先日こっそりピ-マンを彼女の皿に移したら、やっぱり視線も動かさず即座にこちらの皿に戻してきた時は驚いた。
ふと気付く。散々に切り刻まれ殆ど塵屑も同然のその中に、ひとつだけ形を整えられたものがあったのだ。それにだけ何やら文字とも図形ともつかぬものが書き込まれ、その紙の形は人を模しているように見える。
「お守りみたいなものですよ。効き目は抜群です…セラちゃんが造れば」
それを眺める視線が興味深そうに見えたのか、フィ-アが説明してくれた。ぼそりと付け足された最後の一言がやけに耳に残ったが、魔術的な相性とかそういったもののことだろう。
「じゃあ、留守番、頼めるか?」
と、セラが目を本から外し、こちらを見てきた。この脳が無理矢理外に繋がれる感覚は…
「…お土産?紙の追加と新しい本…キ…タブア…ルア…ジフ?何だ?」
本の名前なのだろうか?聞いたことのない文字列が頭に浮かぶ。記憶を探ろうとセラからの思念を声に出してみたが、やはり記憶にもない。
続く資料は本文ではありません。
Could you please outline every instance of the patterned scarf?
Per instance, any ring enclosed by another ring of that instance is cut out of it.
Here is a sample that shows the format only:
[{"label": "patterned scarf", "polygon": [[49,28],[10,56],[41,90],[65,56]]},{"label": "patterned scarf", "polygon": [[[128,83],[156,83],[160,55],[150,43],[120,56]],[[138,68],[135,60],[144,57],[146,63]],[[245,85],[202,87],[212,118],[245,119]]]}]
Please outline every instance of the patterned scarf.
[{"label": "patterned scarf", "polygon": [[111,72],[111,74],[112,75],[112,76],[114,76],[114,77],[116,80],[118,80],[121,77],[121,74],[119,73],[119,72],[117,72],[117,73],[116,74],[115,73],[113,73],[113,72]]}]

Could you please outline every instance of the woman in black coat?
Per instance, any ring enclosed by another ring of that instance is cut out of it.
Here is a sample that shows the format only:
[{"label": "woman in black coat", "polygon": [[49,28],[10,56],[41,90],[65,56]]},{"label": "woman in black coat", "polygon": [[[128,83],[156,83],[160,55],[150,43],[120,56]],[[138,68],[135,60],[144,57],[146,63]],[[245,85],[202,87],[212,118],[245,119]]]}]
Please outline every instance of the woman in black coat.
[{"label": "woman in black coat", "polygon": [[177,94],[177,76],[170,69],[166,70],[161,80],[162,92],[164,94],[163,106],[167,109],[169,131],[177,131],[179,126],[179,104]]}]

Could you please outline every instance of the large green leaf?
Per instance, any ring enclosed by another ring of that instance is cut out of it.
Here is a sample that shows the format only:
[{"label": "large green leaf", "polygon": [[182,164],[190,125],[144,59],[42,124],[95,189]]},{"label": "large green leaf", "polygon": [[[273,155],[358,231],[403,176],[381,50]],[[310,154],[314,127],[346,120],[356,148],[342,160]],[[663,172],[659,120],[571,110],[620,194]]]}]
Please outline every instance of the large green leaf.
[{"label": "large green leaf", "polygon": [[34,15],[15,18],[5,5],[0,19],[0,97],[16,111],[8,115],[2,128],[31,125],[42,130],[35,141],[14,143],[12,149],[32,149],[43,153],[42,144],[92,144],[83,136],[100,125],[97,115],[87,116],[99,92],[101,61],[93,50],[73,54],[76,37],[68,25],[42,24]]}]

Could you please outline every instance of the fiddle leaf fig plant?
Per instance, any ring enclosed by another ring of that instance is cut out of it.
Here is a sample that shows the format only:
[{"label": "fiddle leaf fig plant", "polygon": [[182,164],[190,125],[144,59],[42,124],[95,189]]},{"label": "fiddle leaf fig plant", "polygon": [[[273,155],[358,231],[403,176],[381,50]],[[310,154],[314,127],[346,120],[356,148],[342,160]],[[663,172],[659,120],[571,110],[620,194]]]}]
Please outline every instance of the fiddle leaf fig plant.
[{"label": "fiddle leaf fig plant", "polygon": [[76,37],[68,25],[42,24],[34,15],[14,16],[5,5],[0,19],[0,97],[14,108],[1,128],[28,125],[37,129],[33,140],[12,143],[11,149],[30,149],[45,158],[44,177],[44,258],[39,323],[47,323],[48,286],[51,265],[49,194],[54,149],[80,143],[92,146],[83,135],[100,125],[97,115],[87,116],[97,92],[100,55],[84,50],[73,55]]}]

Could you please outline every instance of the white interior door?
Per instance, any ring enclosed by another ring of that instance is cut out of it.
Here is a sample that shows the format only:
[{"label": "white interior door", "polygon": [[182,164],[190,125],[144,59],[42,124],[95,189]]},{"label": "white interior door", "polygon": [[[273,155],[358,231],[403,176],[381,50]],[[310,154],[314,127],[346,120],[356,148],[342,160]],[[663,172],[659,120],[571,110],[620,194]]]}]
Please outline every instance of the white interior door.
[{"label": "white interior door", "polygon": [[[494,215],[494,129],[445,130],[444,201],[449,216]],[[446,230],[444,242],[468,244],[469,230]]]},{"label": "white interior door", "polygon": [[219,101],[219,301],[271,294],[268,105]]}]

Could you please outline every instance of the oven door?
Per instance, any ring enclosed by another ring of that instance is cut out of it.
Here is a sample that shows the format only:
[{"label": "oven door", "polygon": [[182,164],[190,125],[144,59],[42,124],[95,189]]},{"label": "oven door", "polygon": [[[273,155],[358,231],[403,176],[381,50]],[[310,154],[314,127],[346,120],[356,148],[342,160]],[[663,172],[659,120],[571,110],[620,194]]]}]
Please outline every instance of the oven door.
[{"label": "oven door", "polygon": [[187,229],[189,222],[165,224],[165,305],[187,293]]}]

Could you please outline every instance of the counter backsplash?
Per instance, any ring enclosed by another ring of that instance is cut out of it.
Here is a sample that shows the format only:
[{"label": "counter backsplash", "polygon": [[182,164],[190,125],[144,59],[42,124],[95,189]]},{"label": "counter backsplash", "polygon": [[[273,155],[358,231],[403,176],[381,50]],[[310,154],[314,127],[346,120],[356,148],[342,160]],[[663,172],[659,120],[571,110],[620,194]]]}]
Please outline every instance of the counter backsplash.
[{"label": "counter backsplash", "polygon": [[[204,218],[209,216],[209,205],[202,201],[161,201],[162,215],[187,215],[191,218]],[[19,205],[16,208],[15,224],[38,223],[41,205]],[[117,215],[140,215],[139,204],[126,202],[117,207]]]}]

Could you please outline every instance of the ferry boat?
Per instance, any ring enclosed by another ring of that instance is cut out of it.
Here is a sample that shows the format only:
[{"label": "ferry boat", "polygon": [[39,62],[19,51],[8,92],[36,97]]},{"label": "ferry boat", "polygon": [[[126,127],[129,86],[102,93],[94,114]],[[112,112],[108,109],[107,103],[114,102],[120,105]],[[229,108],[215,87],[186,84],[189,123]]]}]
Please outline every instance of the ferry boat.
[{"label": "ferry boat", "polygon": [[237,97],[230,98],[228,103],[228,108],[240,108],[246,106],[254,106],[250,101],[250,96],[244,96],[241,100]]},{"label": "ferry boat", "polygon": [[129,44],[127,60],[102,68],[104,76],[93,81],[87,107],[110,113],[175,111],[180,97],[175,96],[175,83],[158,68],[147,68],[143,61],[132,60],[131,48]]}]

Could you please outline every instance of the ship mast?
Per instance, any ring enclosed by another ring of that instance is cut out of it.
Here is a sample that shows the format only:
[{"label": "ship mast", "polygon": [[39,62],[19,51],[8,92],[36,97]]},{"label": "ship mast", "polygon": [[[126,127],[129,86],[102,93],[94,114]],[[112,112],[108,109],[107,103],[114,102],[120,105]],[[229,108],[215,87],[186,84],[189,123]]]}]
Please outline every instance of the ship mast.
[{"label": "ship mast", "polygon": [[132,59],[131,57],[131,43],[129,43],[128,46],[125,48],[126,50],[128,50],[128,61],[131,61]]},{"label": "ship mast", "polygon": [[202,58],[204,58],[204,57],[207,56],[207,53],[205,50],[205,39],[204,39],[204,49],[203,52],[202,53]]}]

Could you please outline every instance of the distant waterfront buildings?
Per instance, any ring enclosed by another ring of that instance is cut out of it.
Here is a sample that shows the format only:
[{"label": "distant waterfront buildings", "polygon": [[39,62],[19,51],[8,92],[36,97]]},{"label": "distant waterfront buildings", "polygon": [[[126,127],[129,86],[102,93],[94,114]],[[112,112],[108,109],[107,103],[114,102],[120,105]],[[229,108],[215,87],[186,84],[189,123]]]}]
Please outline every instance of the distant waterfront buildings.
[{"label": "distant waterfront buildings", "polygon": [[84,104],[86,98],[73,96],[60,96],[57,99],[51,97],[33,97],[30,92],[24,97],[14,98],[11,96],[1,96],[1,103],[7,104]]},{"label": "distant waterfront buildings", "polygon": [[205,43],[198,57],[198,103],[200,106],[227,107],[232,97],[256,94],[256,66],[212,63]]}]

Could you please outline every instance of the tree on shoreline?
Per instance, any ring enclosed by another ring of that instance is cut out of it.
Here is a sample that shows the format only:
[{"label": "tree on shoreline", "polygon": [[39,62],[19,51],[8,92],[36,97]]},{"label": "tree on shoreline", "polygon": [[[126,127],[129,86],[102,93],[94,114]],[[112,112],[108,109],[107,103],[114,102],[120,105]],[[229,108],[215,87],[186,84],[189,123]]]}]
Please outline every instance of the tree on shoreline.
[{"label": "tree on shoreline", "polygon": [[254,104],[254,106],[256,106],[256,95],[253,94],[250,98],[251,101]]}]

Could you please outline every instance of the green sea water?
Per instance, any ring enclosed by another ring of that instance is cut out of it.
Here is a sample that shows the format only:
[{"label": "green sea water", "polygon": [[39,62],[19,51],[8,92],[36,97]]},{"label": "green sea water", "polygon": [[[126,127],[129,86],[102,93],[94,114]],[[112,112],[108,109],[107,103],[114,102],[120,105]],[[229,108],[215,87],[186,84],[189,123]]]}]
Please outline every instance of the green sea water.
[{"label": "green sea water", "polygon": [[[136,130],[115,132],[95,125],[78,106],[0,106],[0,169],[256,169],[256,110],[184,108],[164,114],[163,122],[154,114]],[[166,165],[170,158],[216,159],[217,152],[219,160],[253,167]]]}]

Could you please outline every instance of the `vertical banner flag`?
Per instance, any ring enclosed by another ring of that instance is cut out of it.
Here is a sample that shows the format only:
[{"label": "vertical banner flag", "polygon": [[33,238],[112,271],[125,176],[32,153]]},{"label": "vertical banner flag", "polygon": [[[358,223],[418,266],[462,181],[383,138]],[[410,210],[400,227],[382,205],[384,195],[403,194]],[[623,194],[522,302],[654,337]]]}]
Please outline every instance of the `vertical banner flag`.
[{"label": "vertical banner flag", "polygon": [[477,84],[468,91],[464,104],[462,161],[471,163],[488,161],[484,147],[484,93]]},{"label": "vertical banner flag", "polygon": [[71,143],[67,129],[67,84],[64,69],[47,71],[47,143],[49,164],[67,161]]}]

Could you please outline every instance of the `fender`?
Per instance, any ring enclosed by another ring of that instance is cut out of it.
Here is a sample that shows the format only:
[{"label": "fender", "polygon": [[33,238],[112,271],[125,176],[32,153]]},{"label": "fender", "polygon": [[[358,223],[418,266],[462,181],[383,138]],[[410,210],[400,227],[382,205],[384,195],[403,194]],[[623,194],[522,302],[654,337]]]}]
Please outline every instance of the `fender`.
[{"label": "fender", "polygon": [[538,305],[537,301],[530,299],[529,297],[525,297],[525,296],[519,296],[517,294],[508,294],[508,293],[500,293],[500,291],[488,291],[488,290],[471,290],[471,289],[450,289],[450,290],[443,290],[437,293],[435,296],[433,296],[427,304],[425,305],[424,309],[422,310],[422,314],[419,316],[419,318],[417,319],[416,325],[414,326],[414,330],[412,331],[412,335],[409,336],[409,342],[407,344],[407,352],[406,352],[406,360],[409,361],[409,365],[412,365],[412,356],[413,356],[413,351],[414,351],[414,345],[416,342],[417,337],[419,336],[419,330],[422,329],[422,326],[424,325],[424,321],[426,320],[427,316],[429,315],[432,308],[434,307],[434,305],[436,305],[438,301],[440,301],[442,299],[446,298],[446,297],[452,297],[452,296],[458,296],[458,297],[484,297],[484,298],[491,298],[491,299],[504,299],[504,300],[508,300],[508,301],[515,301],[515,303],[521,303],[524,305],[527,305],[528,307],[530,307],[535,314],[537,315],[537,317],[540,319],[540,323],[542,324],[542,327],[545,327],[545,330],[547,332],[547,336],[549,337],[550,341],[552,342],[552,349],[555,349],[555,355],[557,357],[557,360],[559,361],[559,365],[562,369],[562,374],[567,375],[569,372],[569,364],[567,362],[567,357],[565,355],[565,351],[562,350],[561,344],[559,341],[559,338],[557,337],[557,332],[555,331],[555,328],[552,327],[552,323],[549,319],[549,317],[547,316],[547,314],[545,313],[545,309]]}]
「はい、先週言ってたやつですね?紙は多分今日届いていると思いますが…本は待って貰うことになると思います。そんな簡単に見つかるものではないですよ」
外見は普通なこの小屋だが実は地下に書庫などを持っていたりする。神話、宗教、魔術で占められた蔵書は数こそ多くはないが、驚くのはその内容。現在の神話体系が確立する遥か以前のものや、独特の宗教を持つ最果ての島国の書、えとせとらえとせとら。これまで身を置いていた場所が場所だけに、奇書妖書の類は見慣れている俺ですらその異質さに思わず絶句したほどだ。
そんな此処にすら存在しない本とは一体…
「?稀覯本の類なのか?」
「宗教整理前の本ですね。創世神も裸足で逃げ出す逸品のひとつです。見つかれば即焚書。所持を教会にばれたら断頭台まっしぐら…どころか笑顔で一家断絶ですね(はぁと」
「……」
そんなものを所望する我が姫君もだが、ろくでもないことをさらりと言ってのけるこの少女も大概に大物ではないかと思えてくる。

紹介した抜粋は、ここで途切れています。